THEME: The Dream Flashcards
(10 cards)
“Involuntarily I glanced seaward—and distinguished nothing except a single green light, minute and far away, that might have been the end of a dock.”
- CH1
- “Green” - The colour of money - perhaps symbolic of Gatsby’s desire for wealth to not only win Daisy back but in turn achieve the American dream. However, green is also arguably the colour of nature, which is a contrast from man-made money and conspicuous consumption, perhaps an allusion to the conflict of desire for wealth as well as the unnatural nature of these concepts.
- Symbol of Daisy - the green light is at the end of Daisy’s home’s dock. Gatsby is reaching for Daisy. However, is he reaching for Daisy or the wealth he associates with her?
- “Seaward” - the water blocks Gatsby from this American dream, and water is where he dies. Water is a symbol almost of his downfall. Icarus!

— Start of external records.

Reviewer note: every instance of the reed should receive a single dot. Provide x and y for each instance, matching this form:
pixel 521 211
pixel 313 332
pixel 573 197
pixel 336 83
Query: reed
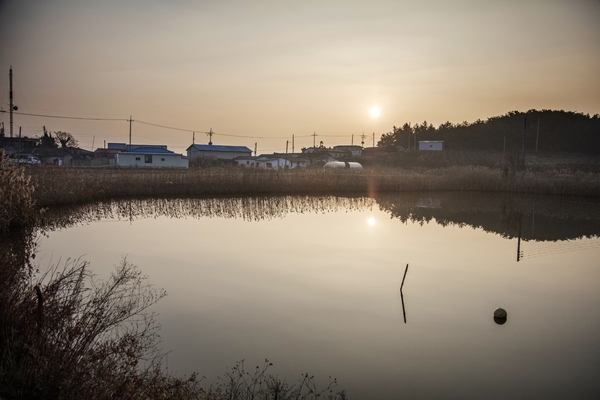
pixel 16 199
pixel 63 186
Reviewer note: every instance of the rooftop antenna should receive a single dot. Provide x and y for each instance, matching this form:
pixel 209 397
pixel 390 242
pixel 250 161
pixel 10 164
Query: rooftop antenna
pixel 12 106
pixel 130 121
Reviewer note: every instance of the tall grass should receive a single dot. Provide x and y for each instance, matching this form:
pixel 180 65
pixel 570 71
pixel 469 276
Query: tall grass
pixel 55 185
pixel 16 199
pixel 66 335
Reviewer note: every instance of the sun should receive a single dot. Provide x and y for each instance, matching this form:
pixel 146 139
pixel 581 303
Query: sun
pixel 374 112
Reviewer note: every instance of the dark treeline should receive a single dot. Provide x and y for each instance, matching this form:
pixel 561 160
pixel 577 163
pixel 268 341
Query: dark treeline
pixel 560 131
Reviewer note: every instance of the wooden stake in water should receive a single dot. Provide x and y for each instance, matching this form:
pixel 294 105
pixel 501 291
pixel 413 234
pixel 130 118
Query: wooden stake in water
pixel 405 271
pixel 402 295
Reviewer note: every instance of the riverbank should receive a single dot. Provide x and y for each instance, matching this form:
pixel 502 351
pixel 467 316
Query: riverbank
pixel 64 186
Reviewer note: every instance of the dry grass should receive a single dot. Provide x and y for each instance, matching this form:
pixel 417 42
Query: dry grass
pixel 16 199
pixel 57 186
pixel 66 335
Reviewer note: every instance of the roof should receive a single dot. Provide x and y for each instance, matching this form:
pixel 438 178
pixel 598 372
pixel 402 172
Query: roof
pixel 107 151
pixel 210 147
pixel 246 158
pixel 149 150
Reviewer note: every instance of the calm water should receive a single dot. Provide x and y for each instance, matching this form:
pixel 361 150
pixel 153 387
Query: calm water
pixel 313 284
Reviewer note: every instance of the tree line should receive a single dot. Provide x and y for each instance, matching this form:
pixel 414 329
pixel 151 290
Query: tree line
pixel 65 139
pixel 559 131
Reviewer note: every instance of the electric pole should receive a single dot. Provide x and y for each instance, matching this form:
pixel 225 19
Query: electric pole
pixel 537 135
pixel 130 121
pixel 524 136
pixel 11 103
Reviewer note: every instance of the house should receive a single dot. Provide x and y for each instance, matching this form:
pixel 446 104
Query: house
pixel 290 161
pixel 153 157
pixel 199 154
pixel 333 152
pixel 127 147
pixel 106 156
pixel 355 151
pixel 276 160
pixel 318 160
pixel 435 145
pixel 54 156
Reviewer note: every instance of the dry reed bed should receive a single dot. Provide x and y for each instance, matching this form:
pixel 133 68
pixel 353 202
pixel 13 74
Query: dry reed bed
pixel 56 185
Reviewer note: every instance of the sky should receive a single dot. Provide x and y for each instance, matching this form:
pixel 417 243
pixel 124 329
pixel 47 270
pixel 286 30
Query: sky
pixel 286 75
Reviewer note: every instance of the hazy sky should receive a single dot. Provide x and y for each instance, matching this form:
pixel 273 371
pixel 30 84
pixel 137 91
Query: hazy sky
pixel 262 71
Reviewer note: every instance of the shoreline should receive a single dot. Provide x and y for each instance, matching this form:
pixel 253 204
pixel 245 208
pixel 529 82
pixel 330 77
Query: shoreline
pixel 67 186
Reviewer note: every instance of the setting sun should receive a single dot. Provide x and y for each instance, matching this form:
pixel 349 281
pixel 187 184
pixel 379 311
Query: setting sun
pixel 374 112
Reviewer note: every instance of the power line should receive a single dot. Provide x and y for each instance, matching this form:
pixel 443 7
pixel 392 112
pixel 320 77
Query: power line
pixel 164 126
pixel 69 117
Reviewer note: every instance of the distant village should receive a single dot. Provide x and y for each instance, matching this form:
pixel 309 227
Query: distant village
pixel 29 151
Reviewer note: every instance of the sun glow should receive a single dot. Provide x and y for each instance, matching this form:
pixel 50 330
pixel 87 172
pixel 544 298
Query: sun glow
pixel 374 112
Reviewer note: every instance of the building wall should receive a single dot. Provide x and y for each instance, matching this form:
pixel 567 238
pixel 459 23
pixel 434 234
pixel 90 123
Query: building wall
pixel 196 155
pixel 155 160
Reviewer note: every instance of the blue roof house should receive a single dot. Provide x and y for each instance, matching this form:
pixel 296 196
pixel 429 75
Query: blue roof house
pixel 210 154
pixel 152 157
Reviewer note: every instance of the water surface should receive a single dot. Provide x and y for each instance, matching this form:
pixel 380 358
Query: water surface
pixel 313 284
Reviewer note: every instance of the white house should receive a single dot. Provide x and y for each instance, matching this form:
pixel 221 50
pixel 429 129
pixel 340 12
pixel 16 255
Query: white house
pixel 209 153
pixel 435 145
pixel 273 161
pixel 150 156
pixel 355 151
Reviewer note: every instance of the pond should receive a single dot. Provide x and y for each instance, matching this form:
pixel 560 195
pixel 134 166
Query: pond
pixel 314 285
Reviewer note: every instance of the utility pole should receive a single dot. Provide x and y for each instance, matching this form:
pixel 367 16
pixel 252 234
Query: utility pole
pixel 130 121
pixel 415 141
pixel 524 136
pixel 11 103
pixel 537 135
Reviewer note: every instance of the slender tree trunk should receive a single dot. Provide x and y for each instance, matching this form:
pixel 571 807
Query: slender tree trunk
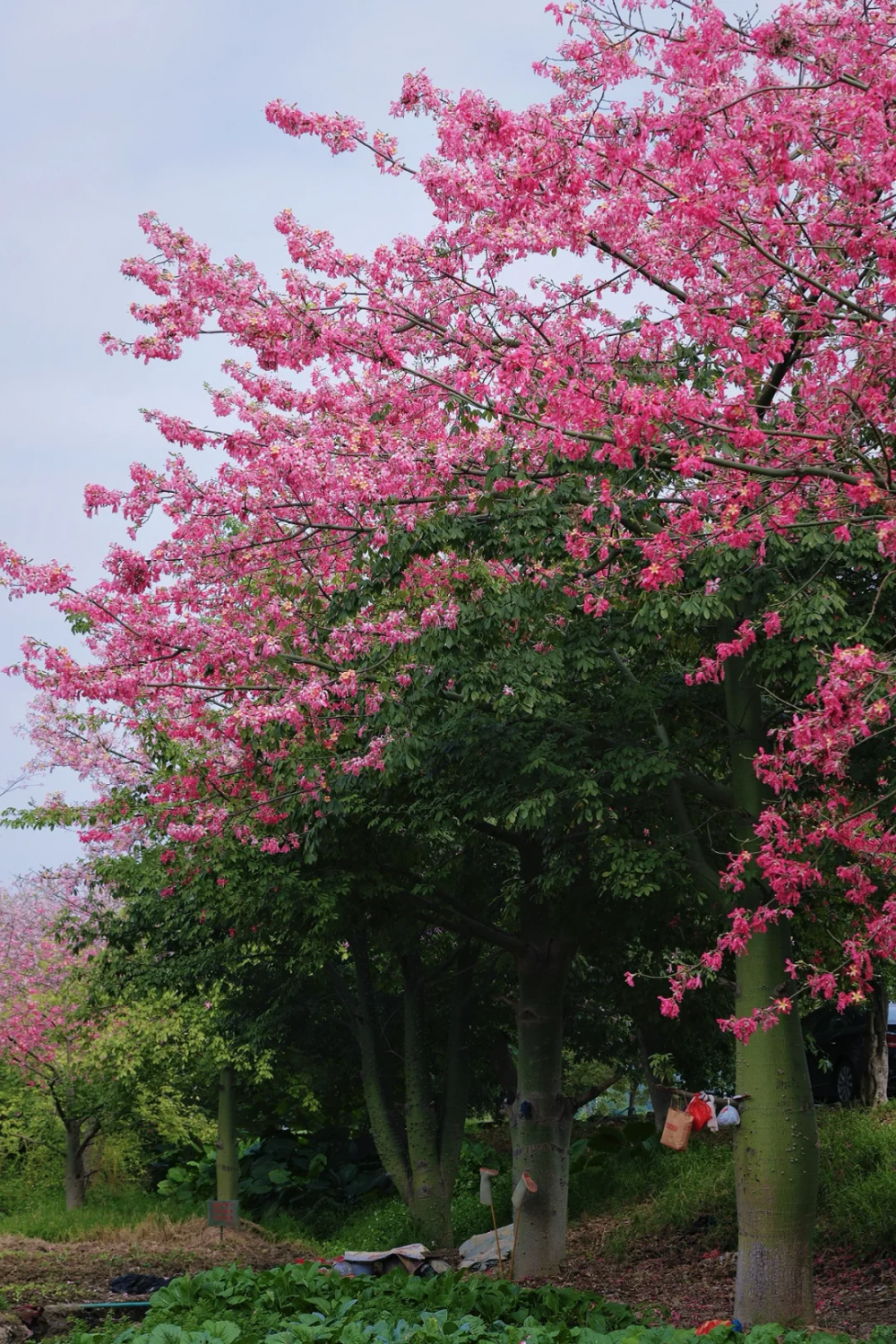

“‘Anything can happen now that we’ve slid over this bridge,’ I thought; ‘anything at all….’ Even Gatsby could happen, without any particular wonder.”
- CH4
- “Bridge” - a symbol of transition and entering a new land. Also a symbol of connection, perhaps an allusion to how Gatsby will always still be connected to his past, even if he crosses the bridge.
- “Even” - used to refer to something surprising and unexpected. Perhaps a suggestion that the dream is a surprising and almost implausible thing. A criticism? However, it also has this idea of “in spite of”, perhaps reminiscent of how Gatsby has attained the wealth he has today in spite of his past.
- “Gatsby could happen” - not only can Gatsby happen, but the idea of the American dream that is tied to him can happen.
- “Wonder” - connotations of magic and fantasy. Perhaps a suggestion that the dream is such a farfetched idea that it isn’t even human.
“The truth was that Jay Gatsby, of West Egg, Long Island, sprang from his Platonic conception of himself.”
- CH6
- “Sprang” - has connotations of life as it is the past tense version of “spring”, perhaps a metaphor by Fitzgerald, which links back into this idea of new life and becoming something from nothing, which is Fitzgerald clearly representing this idea of the American dream. One could even link this to “Daisy” and the fact that the flower is a spring flower, and this aligns with why Gatsby changed - because of societal pressure to be of old money, which is what Daisy represents for him, and that societal pressures creates Gatsby’s insecurities and desire to change from James Gatz to Jay Gatsby.
- “Platonic conception” - Plato believed there is an ideal world that isn’t ours. Our physical world is merely a shadow of a higher, realer realm of eternal unchanging forms (Plato’s Theory of Forms). Gatsby is stuck in this “Platonic realm”, and the Platonic realm can’t be comprehended by humans, just as his dream can’t be comprehended. The “Platonic conception” is the best version of oneself.
“I think that voice held him most with its fluctuating, feverish warmth because it couldn’t be over-dreamed—that voice was a deathless song.”
- CH5
- “Fluctuating” - this idea that the dream is fickle. There is no strength in it (reinforced by “feverish”), and it is a lie, as society has you fixed in your place.
- “Feverish” - connotations of illness. A criticism of the dream.
- Fricative alliteration emphasises.
- “Feverish warmth” - perhaps goes back to the Icarus metaphor? “Warmth” can be a good thing, but in this context, it is presented as an illness. Perhaps this is the idea of how it seems and how it truly is?
- Fever causes hallucinations. The American dream is a hallucination.
- “Deathless song” - symbolic of the American dream. A song is a formulation, fiction if you will. The idea that it is “deathless” may suggest the dream will thrive and fool many for years to come.
“ No—Gatsby turned out all right at the end; it is what preyed on Gatsby, what foul dust floated in the wake of his dreams that temporarily closed out my interest in the abortive sorrows and short-winded elations of men.”
CH1
“But with every word she was drawing further and further into herself, so he gave that up and only the dead dream fought on as the afternoon slipped away.”
- CH7
- Personifies the dream.
- “dead dream” - dental.
“paid a high price for living too long with a single dream.”
CH8 (end)
“the old island here that flowered once for Dutch sailors’ eyes—a fresh, green breast of the new world.”
- CH9
- “Breast” - life giving and fertility.
- Semantic field of fertility and birth - “flowered”, “fresh”, “breast”, “new”
“Gatsby believed in the green light, the orgastic future that year by year recedes before us. It eluded us then, but that’s no matter—tomorrow we will run faster, stretch out our arms farther… And one fine morning-
So we beat on, boats against the current, borne back ceaselessly into the past.”
- CH9
“He put his hands in his coat pockets and turned back eagerly to his scrutiny of the house, as though my presence marred the sacredness of the vigil. So I walked away and left him standing there in the moonlight—watching over nothing.”